[jira] [Commented] (PARQUET-682) Configure the encoding used by ValueWriters

2016-08-24 Thread Piyush Narang (JIRA)

[ 
https://issues.apache.org/jira/browse/PARQUET-682?page=com.atlassian.jira.plugin.system.issuetabpanels:comment-tabpanel=15435916#comment-15435916
 ] 

Piyush Narang commented on PARQUET-682:
---

Thanks [~julienledem] that makes sense. I'll file a couple of follow up jiras 
in that case to tackle these two scenarios. For 1, we could do something on the 
lines of what I suggested above:
{code}
parquet.writer.encoding-override.my-column1="plain"
parquet.writer.encoding-override.my-column2="delta_byte_array"
{code}
That seems like the more straightforward scenario to start off with. 

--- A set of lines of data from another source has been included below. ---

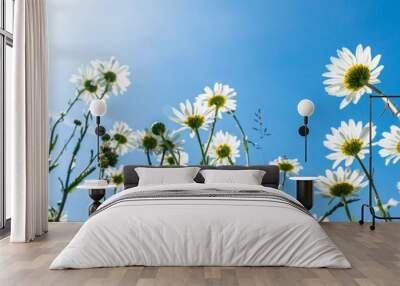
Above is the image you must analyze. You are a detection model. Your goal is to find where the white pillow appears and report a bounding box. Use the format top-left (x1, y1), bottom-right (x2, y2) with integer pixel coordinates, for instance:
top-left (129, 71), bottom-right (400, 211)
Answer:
top-left (200, 170), bottom-right (265, 185)
top-left (135, 167), bottom-right (200, 186)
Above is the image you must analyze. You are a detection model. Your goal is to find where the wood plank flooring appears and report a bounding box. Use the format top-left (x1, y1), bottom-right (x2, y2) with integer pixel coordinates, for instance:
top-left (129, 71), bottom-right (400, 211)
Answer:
top-left (0, 223), bottom-right (400, 286)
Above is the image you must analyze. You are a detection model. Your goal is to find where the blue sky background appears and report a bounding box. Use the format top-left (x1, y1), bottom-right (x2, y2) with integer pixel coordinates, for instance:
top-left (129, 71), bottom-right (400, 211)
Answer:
top-left (48, 0), bottom-right (400, 220)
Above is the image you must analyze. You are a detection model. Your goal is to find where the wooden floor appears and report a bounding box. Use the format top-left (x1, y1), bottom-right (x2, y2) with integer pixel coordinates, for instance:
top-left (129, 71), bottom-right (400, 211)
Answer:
top-left (0, 223), bottom-right (400, 286)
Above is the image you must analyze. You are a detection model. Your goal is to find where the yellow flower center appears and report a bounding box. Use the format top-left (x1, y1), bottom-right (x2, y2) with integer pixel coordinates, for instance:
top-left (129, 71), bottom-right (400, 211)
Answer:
top-left (340, 139), bottom-right (363, 156)
top-left (208, 95), bottom-right (226, 108)
top-left (215, 144), bottom-right (231, 159)
top-left (329, 182), bottom-right (354, 197)
top-left (343, 64), bottom-right (371, 91)
top-left (184, 114), bottom-right (205, 130)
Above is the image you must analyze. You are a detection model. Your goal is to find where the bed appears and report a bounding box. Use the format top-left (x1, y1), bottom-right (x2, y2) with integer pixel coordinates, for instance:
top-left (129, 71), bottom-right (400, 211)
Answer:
top-left (50, 165), bottom-right (351, 269)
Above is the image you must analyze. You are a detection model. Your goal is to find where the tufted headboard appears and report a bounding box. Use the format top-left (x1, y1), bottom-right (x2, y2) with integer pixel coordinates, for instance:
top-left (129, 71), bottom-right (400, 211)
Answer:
top-left (124, 165), bottom-right (279, 189)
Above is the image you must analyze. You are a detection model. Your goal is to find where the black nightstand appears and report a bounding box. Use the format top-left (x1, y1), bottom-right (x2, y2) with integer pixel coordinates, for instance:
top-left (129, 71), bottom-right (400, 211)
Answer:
top-left (289, 177), bottom-right (317, 210)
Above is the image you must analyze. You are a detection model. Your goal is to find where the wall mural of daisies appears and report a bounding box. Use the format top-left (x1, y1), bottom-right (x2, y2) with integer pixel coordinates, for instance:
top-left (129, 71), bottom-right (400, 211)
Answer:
top-left (49, 0), bottom-right (400, 221)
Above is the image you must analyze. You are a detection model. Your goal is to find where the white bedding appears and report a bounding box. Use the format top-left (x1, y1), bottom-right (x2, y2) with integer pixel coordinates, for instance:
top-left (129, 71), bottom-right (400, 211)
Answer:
top-left (50, 183), bottom-right (351, 269)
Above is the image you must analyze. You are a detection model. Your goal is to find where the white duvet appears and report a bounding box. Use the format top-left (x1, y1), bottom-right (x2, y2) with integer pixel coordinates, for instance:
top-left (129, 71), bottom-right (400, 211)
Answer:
top-left (50, 184), bottom-right (350, 269)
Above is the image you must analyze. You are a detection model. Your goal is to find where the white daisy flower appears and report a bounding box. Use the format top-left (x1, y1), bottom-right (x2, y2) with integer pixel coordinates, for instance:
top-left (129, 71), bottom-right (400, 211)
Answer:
top-left (315, 167), bottom-right (368, 198)
top-left (133, 129), bottom-right (161, 153)
top-left (170, 100), bottom-right (212, 137)
top-left (377, 125), bottom-right (400, 165)
top-left (322, 44), bottom-right (383, 109)
top-left (104, 166), bottom-right (124, 188)
top-left (324, 119), bottom-right (376, 168)
top-left (269, 156), bottom-right (303, 175)
top-left (374, 198), bottom-right (400, 212)
top-left (209, 130), bottom-right (240, 165)
top-left (158, 151), bottom-right (189, 166)
top-left (70, 66), bottom-right (106, 103)
top-left (109, 121), bottom-right (135, 155)
top-left (196, 82), bottom-right (236, 118)
top-left (312, 213), bottom-right (330, 222)
top-left (92, 57), bottom-right (131, 95)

I guess some of the confusion was regarding the approach for 2. Would be nice 
if the heuristic based algorithm was configurable. I guess for something like 
that to ensure we don't use reflection explicitly we would have to have a list 
of well known overrides and map them to actual value writer factories:
{code}
parquet.writer.encoding-override.int32="auto-heuristic-A"
{code}

And somewhere in the code we map auto-heuristic-A to say 
AutoHeuristicValuesWriterFactory. Whenever we add a new heuristic, we update 
the map / enum and allow users to try it out. As an initial example, we could 
maybe provide a heuristic / strategy to allow users to override encoding per 
type. That will give us a simple example in the repo which can be used as a 
template for more sophisticated auto heuristic strategy in the future. (Open to 
a simpler example / heuristic if you'd prefer). 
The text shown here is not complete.